We whisked empty jelly jars trying to cage fireflies
That eluded us with ease in the cool, Appalachian
Summer air, misty with sweet allysum and wisteria.
A dislocated nostalgia for I knew not what, bruised
My heart, and the music of the day I was exposed to,
Banal and fabulous-Beethoven, Gershwin and the Starland
Vocal band-saturated my head, soundtrack to all I was
Seeing, feeling above all and under something so much
Greater, tip of the iceberg, endless canopy of darkness
As the boat goes over the falls and dumps you between
The galleon and the fortress in the Disneyworld ride,
The stillness of the air standing the hair on your neck.
Trying to locate the exact moment I felt my spirit lift
Into happiness untouched by creation is impossible,
I’d recognize it just as it was fading away: in the synth
Polyphony of Yes’ “Roundabout,” verses on mountains
Coming out of the sky, ten true summers and being
There; in the music at the end of a Peter Sellers movie,
As Chance the Gardener steps onto the pond, a President
Eulogizes a businessman’s funeral, and a meandering
Improv based on a Satie tune seems inevitable; in the
Sci-Fi coloring books with frames from “I, Robot,”
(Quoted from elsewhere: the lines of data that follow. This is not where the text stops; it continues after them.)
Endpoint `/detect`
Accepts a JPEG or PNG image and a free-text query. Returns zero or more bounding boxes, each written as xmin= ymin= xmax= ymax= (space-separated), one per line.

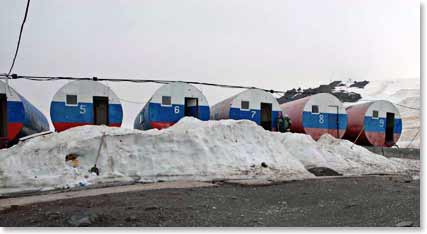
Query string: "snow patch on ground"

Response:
xmin=0 ymin=118 xmax=419 ymax=194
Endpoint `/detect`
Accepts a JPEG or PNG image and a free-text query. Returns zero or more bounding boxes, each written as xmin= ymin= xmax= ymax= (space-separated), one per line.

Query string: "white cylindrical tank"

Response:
xmin=134 ymin=82 xmax=210 ymax=130
xmin=211 ymin=89 xmax=282 ymax=131
xmin=280 ymin=93 xmax=347 ymax=140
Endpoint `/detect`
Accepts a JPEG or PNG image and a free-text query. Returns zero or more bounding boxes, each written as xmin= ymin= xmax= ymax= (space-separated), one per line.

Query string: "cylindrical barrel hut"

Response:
xmin=211 ymin=89 xmax=282 ymax=131
xmin=280 ymin=93 xmax=347 ymax=140
xmin=134 ymin=82 xmax=210 ymax=130
xmin=0 ymin=82 xmax=49 ymax=146
xmin=50 ymin=80 xmax=123 ymax=132
xmin=344 ymin=100 xmax=402 ymax=146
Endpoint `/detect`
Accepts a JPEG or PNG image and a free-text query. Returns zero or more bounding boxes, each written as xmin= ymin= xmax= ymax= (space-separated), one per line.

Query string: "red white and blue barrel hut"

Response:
xmin=0 ymin=82 xmax=49 ymax=148
xmin=211 ymin=88 xmax=282 ymax=131
xmin=134 ymin=82 xmax=210 ymax=130
xmin=50 ymin=80 xmax=123 ymax=132
xmin=280 ymin=93 xmax=347 ymax=140
xmin=344 ymin=100 xmax=402 ymax=147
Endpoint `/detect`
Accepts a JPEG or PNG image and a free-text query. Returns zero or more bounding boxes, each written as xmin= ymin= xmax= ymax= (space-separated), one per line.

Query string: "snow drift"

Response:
xmin=0 ymin=118 xmax=422 ymax=193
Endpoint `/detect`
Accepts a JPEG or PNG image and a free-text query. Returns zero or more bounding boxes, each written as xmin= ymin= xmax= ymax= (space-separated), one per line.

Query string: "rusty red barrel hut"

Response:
xmin=344 ymin=100 xmax=402 ymax=147
xmin=0 ymin=81 xmax=49 ymax=148
xmin=280 ymin=93 xmax=347 ymax=140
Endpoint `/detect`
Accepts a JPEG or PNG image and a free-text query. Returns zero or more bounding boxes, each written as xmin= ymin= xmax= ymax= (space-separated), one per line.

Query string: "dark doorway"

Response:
xmin=385 ymin=112 xmax=394 ymax=143
xmin=328 ymin=106 xmax=340 ymax=138
xmin=184 ymin=97 xmax=199 ymax=118
xmin=261 ymin=103 xmax=272 ymax=131
xmin=93 ymin=97 xmax=109 ymax=125
xmin=0 ymin=93 xmax=7 ymax=142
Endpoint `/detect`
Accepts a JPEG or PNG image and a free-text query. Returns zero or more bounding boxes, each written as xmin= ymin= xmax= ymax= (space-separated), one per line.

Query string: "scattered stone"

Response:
xmin=344 ymin=203 xmax=357 ymax=209
xmin=307 ymin=167 xmax=342 ymax=176
xmin=125 ymin=215 xmax=138 ymax=223
xmin=67 ymin=213 xmax=98 ymax=227
xmin=46 ymin=212 xmax=61 ymax=220
xmin=144 ymin=205 xmax=159 ymax=210
xmin=396 ymin=221 xmax=414 ymax=227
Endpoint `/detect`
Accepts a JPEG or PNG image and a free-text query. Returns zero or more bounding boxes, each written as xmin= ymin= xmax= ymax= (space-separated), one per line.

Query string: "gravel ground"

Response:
xmin=0 ymin=176 xmax=420 ymax=227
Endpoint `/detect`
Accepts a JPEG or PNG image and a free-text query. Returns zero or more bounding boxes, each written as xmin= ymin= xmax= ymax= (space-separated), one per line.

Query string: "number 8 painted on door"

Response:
xmin=319 ymin=115 xmax=325 ymax=124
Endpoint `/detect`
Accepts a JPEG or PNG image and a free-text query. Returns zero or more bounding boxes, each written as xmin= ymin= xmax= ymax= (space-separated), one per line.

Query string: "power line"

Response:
xmin=396 ymin=104 xmax=420 ymax=110
xmin=7 ymin=0 xmax=30 ymax=76
xmin=0 ymin=74 xmax=285 ymax=93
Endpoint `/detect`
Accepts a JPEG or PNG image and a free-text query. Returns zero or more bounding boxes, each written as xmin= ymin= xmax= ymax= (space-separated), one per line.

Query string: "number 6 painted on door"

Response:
xmin=80 ymin=105 xmax=86 ymax=114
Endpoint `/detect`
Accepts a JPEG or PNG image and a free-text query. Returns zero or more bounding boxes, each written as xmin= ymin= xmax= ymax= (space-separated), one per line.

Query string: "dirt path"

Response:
xmin=0 ymin=176 xmax=420 ymax=226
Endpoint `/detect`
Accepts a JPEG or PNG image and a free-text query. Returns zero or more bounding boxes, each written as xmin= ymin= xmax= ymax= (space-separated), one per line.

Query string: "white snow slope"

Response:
xmin=0 ymin=118 xmax=419 ymax=194
xmin=336 ymin=79 xmax=421 ymax=148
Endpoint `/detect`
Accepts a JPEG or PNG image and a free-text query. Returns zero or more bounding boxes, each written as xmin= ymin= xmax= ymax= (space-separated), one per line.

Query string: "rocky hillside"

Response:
xmin=277 ymin=80 xmax=369 ymax=104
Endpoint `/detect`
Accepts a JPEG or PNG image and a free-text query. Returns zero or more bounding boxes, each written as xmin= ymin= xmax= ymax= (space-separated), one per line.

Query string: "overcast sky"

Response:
xmin=0 ymin=0 xmax=420 ymax=127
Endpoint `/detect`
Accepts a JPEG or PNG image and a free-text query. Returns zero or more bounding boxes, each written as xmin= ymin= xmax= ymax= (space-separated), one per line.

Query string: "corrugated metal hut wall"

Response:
xmin=0 ymin=82 xmax=49 ymax=142
xmin=211 ymin=89 xmax=282 ymax=131
xmin=280 ymin=97 xmax=310 ymax=133
xmin=343 ymin=102 xmax=371 ymax=145
xmin=18 ymin=94 xmax=49 ymax=137
xmin=50 ymin=80 xmax=123 ymax=131
xmin=0 ymin=82 xmax=25 ymax=141
xmin=345 ymin=100 xmax=402 ymax=146
xmin=211 ymin=95 xmax=236 ymax=120
xmin=134 ymin=82 xmax=210 ymax=129
xmin=302 ymin=93 xmax=347 ymax=140
xmin=281 ymin=93 xmax=347 ymax=140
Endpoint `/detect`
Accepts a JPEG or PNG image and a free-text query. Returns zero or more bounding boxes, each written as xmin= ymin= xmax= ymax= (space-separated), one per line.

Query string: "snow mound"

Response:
xmin=0 ymin=118 xmax=420 ymax=194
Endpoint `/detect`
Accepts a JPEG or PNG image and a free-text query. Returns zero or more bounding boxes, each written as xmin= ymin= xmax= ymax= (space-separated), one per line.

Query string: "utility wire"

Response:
xmin=0 ymin=74 xmax=285 ymax=93
xmin=7 ymin=0 xmax=30 ymax=76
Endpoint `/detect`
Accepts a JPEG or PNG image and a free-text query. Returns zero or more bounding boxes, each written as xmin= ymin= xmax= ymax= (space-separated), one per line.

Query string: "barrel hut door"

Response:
xmin=328 ymin=106 xmax=340 ymax=138
xmin=0 ymin=94 xmax=7 ymax=144
xmin=385 ymin=112 xmax=394 ymax=143
xmin=184 ymin=97 xmax=199 ymax=118
xmin=93 ymin=97 xmax=109 ymax=126
xmin=260 ymin=103 xmax=273 ymax=131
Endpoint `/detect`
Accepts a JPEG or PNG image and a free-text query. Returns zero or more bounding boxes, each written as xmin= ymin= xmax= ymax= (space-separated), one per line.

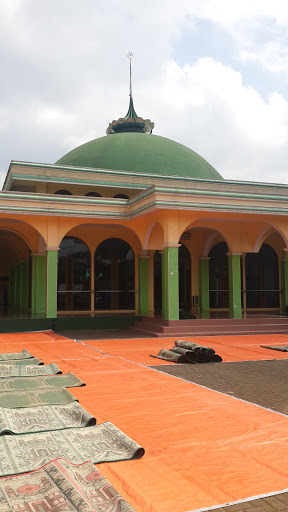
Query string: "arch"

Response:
xmin=54 ymin=188 xmax=73 ymax=196
xmin=57 ymin=236 xmax=91 ymax=311
xmin=94 ymin=238 xmax=135 ymax=310
xmin=85 ymin=192 xmax=102 ymax=197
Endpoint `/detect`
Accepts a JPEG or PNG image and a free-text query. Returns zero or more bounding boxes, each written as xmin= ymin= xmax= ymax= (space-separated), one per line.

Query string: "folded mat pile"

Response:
xmin=150 ymin=340 xmax=222 ymax=364
xmin=0 ymin=459 xmax=135 ymax=512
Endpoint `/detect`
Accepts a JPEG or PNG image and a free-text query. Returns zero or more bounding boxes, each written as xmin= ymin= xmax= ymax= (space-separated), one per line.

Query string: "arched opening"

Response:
xmin=54 ymin=188 xmax=73 ymax=196
xmin=209 ymin=242 xmax=229 ymax=309
xmin=178 ymin=244 xmax=191 ymax=312
xmin=114 ymin=194 xmax=129 ymax=199
xmin=85 ymin=192 xmax=102 ymax=197
xmin=94 ymin=238 xmax=135 ymax=310
xmin=245 ymin=243 xmax=279 ymax=309
xmin=57 ymin=236 xmax=91 ymax=311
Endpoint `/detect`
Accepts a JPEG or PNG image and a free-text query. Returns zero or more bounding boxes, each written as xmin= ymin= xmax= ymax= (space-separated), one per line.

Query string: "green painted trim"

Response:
xmin=139 ymin=256 xmax=149 ymax=316
xmin=11 ymin=174 xmax=146 ymax=190
xmin=46 ymin=250 xmax=58 ymax=318
xmin=31 ymin=254 xmax=47 ymax=317
xmin=162 ymin=247 xmax=179 ymax=320
xmin=228 ymin=254 xmax=242 ymax=318
xmin=199 ymin=258 xmax=210 ymax=316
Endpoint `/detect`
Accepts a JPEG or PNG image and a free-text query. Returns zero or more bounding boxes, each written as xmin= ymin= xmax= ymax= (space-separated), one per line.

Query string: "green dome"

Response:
xmin=56 ymin=132 xmax=223 ymax=180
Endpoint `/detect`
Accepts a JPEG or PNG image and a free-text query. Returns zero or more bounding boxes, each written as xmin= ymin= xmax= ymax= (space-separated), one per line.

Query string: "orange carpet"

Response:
xmin=0 ymin=333 xmax=288 ymax=512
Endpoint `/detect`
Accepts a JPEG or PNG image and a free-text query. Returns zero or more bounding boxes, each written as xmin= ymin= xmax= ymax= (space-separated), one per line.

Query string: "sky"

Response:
xmin=0 ymin=0 xmax=288 ymax=185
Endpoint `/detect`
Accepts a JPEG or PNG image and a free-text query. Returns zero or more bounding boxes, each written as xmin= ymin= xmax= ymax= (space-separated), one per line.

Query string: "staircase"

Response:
xmin=130 ymin=316 xmax=288 ymax=338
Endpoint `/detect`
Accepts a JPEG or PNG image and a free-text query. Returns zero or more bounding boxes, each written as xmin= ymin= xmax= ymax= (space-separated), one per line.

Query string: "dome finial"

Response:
xmin=106 ymin=50 xmax=154 ymax=135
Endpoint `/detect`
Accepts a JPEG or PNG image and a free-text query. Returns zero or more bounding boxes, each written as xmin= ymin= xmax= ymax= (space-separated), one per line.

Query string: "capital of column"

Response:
xmin=161 ymin=244 xmax=182 ymax=249
xmin=45 ymin=247 xmax=60 ymax=252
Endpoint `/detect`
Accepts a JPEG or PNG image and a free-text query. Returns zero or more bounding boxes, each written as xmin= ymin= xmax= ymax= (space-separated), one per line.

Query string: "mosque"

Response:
xmin=0 ymin=56 xmax=288 ymax=328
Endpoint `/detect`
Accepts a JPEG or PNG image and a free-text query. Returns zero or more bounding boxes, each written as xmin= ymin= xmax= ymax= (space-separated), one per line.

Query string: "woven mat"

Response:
xmin=0 ymin=349 xmax=33 ymax=361
xmin=0 ymin=460 xmax=135 ymax=512
xmin=0 ymin=402 xmax=96 ymax=434
xmin=0 ymin=421 xmax=144 ymax=476
xmin=0 ymin=386 xmax=77 ymax=408
xmin=0 ymin=372 xmax=85 ymax=392
xmin=0 ymin=357 xmax=44 ymax=367
xmin=0 ymin=363 xmax=62 ymax=379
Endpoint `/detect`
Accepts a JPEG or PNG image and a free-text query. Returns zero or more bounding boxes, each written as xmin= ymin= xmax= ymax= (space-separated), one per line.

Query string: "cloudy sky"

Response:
xmin=0 ymin=0 xmax=288 ymax=183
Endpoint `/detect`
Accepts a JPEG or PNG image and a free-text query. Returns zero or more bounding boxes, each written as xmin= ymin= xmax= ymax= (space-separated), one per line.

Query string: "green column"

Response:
xmin=8 ymin=268 xmax=16 ymax=312
xmin=15 ymin=263 xmax=22 ymax=313
xmin=46 ymin=249 xmax=58 ymax=318
xmin=199 ymin=258 xmax=210 ymax=317
xmin=162 ymin=246 xmax=179 ymax=320
xmin=139 ymin=256 xmax=149 ymax=316
xmin=280 ymin=252 xmax=288 ymax=313
xmin=228 ymin=254 xmax=242 ymax=318
xmin=20 ymin=261 xmax=29 ymax=313
xmin=31 ymin=254 xmax=47 ymax=317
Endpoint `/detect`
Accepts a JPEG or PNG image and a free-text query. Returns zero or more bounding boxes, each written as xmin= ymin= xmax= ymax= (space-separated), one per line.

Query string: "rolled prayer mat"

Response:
xmin=150 ymin=348 xmax=187 ymax=363
xmin=169 ymin=347 xmax=198 ymax=363
xmin=175 ymin=340 xmax=215 ymax=357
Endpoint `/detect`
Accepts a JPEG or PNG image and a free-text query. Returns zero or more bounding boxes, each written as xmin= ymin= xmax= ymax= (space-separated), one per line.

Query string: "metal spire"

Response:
xmin=125 ymin=50 xmax=138 ymax=119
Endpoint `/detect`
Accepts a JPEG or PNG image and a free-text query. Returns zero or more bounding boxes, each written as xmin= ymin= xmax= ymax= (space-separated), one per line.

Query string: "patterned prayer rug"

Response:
xmin=0 ymin=459 xmax=135 ymax=512
xmin=0 ymin=349 xmax=33 ymax=361
xmin=0 ymin=387 xmax=77 ymax=410
xmin=0 ymin=357 xmax=44 ymax=367
xmin=260 ymin=345 xmax=288 ymax=352
xmin=0 ymin=402 xmax=96 ymax=434
xmin=0 ymin=421 xmax=144 ymax=476
xmin=0 ymin=363 xmax=62 ymax=379
xmin=0 ymin=372 xmax=86 ymax=392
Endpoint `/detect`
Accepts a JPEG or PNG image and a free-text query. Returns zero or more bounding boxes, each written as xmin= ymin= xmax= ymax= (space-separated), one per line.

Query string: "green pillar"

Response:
xmin=280 ymin=252 xmax=288 ymax=313
xmin=199 ymin=258 xmax=210 ymax=317
xmin=228 ymin=253 xmax=242 ymax=318
xmin=162 ymin=245 xmax=179 ymax=320
xmin=46 ymin=249 xmax=58 ymax=318
xmin=15 ymin=263 xmax=22 ymax=313
xmin=139 ymin=256 xmax=149 ymax=316
xmin=8 ymin=268 xmax=16 ymax=312
xmin=20 ymin=261 xmax=29 ymax=313
xmin=31 ymin=254 xmax=47 ymax=317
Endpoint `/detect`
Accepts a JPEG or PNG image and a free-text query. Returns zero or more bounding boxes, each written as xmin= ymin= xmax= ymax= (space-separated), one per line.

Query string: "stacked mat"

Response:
xmin=0 ymin=350 xmax=144 ymax=512
xmin=150 ymin=340 xmax=222 ymax=364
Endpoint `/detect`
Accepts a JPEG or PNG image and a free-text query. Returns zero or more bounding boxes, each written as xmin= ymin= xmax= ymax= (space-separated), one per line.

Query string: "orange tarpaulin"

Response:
xmin=0 ymin=333 xmax=288 ymax=512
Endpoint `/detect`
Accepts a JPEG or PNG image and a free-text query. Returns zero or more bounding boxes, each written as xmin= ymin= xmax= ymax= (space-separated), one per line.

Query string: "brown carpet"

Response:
xmin=151 ymin=359 xmax=288 ymax=415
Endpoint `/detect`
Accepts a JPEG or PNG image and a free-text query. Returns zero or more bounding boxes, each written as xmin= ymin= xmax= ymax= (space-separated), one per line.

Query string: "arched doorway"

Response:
xmin=57 ymin=236 xmax=91 ymax=311
xmin=178 ymin=244 xmax=191 ymax=311
xmin=209 ymin=242 xmax=229 ymax=309
xmin=245 ymin=243 xmax=279 ymax=309
xmin=94 ymin=238 xmax=135 ymax=311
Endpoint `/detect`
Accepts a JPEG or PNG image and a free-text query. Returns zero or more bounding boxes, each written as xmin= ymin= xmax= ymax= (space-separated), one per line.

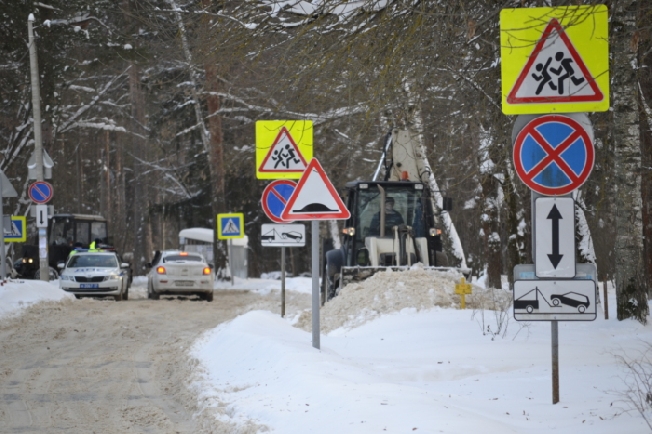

“The Island of Dr. Moreau,” and “Stranger in a Strange
Land,” the wide loops and arcing lines of those images,
Cool sparks of joy leading to an unknown God St. Paul
Made known to the Athenians in the Book of Acts, Who my
God-Mother Therese gave me small, glossy, paperback
Picture books about, that stoked my longing for purity,
Goodness, and righteousness, drawing me ever closer
To an all-loving, perfect Author and Finisher of my faith.